BYU Professionals Playing Basketball
Gathering for triweekly pickup games, this group of lunch-hour basketball warriors knows the meaning of teamwork and endurance on and off the court. Photo by Bradley Slade.

With yellow practice jerseys and a borrowed basketball, I jog over to the Smith Fieldhouse. As I cross the white stripes and blue lanes of the indoor track, I anticipate, then hear, the thump of a ball, the short squeals of hightops on hardwood, and the nearly noiseless whoosh as players run the court.

The rhythmic dribbling takes me back to my grade-school days. To shorten the blocks between the elementary school and home, I would sometimes run, pushing a basketball out ahead of me, relishing the curious elastic echo of the orange rubber ball that occasionally returned to my small hands from the uneven, cracked squares of cement.

Today the challenge is more than dribbling on an uncertain surface. There are five BYU employees trying to take the ball away. Now, three times a week, on the last hardwood court of the fieldhouse, the bounce of the ball from my youth punctuates the pace of a perpetual pickup game.

None of these are professional athletes, but professionals and athletes who shed their ties and desk jobs for gray-and-blue BYU issue and some exercise. Guys from offices all over campus show up to play on their lunch break.

A few years ago, Gatorade enticed us with a clever jingle, hinting that by drinking its bright beverage, we could "be like Mike." For a long time I dreamed of playing basketball like Michael Jordan. But the last five years I've had time to reflect, and I've had a change of heart. I want to be like Fred.

Fred works at Cougar Creations—if you have ever had a color copy made there, he likely had a hand in it. And when you drive "to the hole" with a basketball, your arm will likely have his hand on it.

Fred rarely misses a game, so I was surprised last year when he disappeared for a while.
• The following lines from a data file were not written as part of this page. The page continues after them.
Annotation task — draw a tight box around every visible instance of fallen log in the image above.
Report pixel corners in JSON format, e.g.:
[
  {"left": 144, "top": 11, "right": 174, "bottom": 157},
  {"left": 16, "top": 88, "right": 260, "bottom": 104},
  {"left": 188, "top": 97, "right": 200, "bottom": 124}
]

When I asked around I learned he had gone to Seattle to give one of his kidneys to his brother. It took him a few months to recover, but now he's back and playing as solidly as ever. There's a smile on his face as he passes the ball to a teammate—another nice assist. That kind of unselfishness is why, more than Mike, I want to be like Fred.

But it's not just Fred. It could be any one of a number of guys who, health and injury permitting, just keep showing up—among them Gary, Kay, Lanny, Kenny, Dwight, and Ralph. In years they may no longer be considered young, but you would not be able to accurately guess their ages by appearances or abilities. I would gladly trade my jump shot for any of theirs, lovely arcs guided to the rim's center by the precision of muscles honed by time and practice.
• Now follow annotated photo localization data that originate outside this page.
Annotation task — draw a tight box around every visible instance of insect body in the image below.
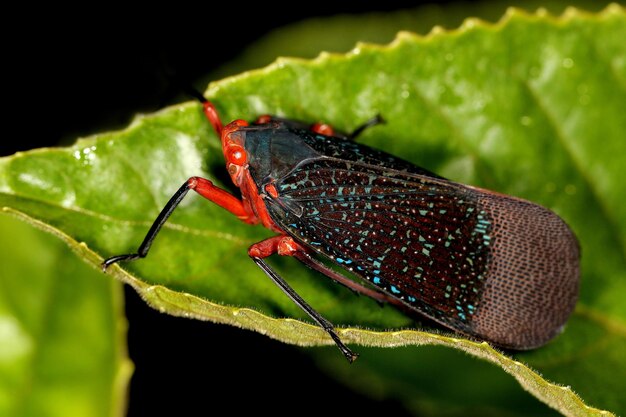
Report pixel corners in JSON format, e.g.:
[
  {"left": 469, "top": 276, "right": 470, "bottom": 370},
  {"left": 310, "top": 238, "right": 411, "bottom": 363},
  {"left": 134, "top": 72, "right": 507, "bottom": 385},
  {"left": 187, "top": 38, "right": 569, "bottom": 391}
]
[{"left": 103, "top": 99, "right": 580, "bottom": 362}]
Playing in the fieldhouse puts us in close proximity to BYU's coaches and athletes. Every year we are inspired by both the public performances and private practices of those dedicated athletes. While we compete in a different way, we understand the preparation and the joy of being part of a team.

In some ways our group is like a family. We spend quality time together. Sometimes we argue, but most of the time we laugh. And while we call more fouls than we ought to, it keeps the game moving along.

The other day we played hard, and each team won two of the four short games. There were more passes than points. I think everybody scored, and I know everybody (at least those on the other team) got fouled.

No one complained when another player took a shot; instead, they hustled for rebounds. For a time individuals disappeared and there were just teams. When someone lost, there were four other guys who lost with him. Winners and losers shared a graceful exit from the court.

The spirit of teamwork continues when the game is over. In campus offices these professionals and their colleagues work with the same boundless energy and sense of unity displayed on the basketball court. They will never be NBA superstars, their talent on display before a roaring crowd of fans. They are team players, realizing that wherever you work or play, satisfaction comes from always showing up and doing your part. They have taught me that there comes a time in life when you would rather pass to a teammate and watch him succeed than dribble alone. I want to be like them.